A psychopath has managed to kidnap the professor and challenges him to defend this thesis in the real world. The video, titled Cruel Logic, is pretty grim but as you watch it ask yourself, given the assumptions of the professor, what answer could he make to the psychopath's challenge.
If you were in the professor's position what could you say to save your life? Does the psychopath's behavior make sense if the professor is correct? If man truly is morally autonomous, if there is no objective standard of right and wrong, then what's actually wrong with the psychopath's behavior, beyond the fact that we're repelled by it? Does being repelled by something make it morally wrong?

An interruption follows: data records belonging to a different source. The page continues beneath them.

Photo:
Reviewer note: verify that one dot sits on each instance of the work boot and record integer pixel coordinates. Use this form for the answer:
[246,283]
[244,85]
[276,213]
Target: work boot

The only way to resist the conclusion that there's really nothing wrong with what he's doing is to deny the premise that morality is a completely subjective phenomenon. But, in the absence of an objective, transcendent ground for moral behavior, there is no way to judge the psychopath's behavior as being wrong.
As philosopher Richard Rorty once said, the secular man has no answer to the question, why not be cruel. Ideas do indeed have consequences. If you believe that gratuitous cruelty is in fact wrong then you have to acknowledge that there's an objective standard of morality, but once you've taken that step, it's very hard to avoid the conclusion that there's a transcendent, personal, moral authority that has established that objective standard.
In other words, it's very hard to see how one can be a naturalist (i.e. an atheist) and also believe that what the psychopath in this video is doing is wrong.